Background
I have two numpy arrays which I'd like to use to carry out some comparison operations in the most efficient/fast way possible. Both contain only unsigned ints.
pairs
is a n x 2 x 3
array, which holds a long list of paired 3D coordinates (for some nomenclature, the pairs
array contains a set of pairs...) - i.e.
# full pairs array
In [145]: pairs
Out[145]:
array([[[1, 2, 4],
[3, 4, 4]],
.....
[[1, 2, 5],
[5, 6, 5]]])
# each entry contains a pair of 3D coordinates
In [149]: pairs[0]
Out[149]:
array([[1, 2, 4],
[3, 4, 4]])
positions
is an n x 3
array which holds a set of 3D coordinates
In [162]: positions
Out[162]:
array([[ 1, 2, 4],
[ 3, 4, 5],
[ 5, 6, 3],
[ 3, 5, 6],
[ 6, 7, 5],
[12, 2, 5]])
Goal
I want to create an array which is a subset of the pairs
array, but contains ONLY entries where at most one of the pairs is in the positions array - i.e. there should be no pairs where BOTH pairs lie in the positions array. For some domain information, every pair will have at least one of the pair positions inside the positions list.
Approaches tried so far
My initial naive approach was to loop over each pair in the pairs
array, and subtract each of the two pair positions from the positions
vector, determining if in BOTH cases we found a match indicated by the presence of a 0 in both the vectors which come from the subtraction operations:
if (~(positions-pair[0]).any(axis=1)).any() and
(~(positions-pair[1]).any(axis=1)).any():
# both members of the pair were in the positions array -
# these weren't the droids we were looking for
pass
else:
# append this set of pairs to a new matrix
This works fine, and takes advantage of some vectorization, but there is probably a better way to do this?

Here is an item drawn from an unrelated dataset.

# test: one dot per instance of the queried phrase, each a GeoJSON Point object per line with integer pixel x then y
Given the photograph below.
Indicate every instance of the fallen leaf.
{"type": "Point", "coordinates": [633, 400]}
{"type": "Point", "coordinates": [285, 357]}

For some other performance-sensitive portions of this program I've re-written things with Cython which has brought a massive speedup, though in this case (at least based on a naive nested for-loop implementation) this was slightly slower than the approach outlined above.
If people have suggestions I'm happy to profile and report back (I have all the profiling infrastructure set up).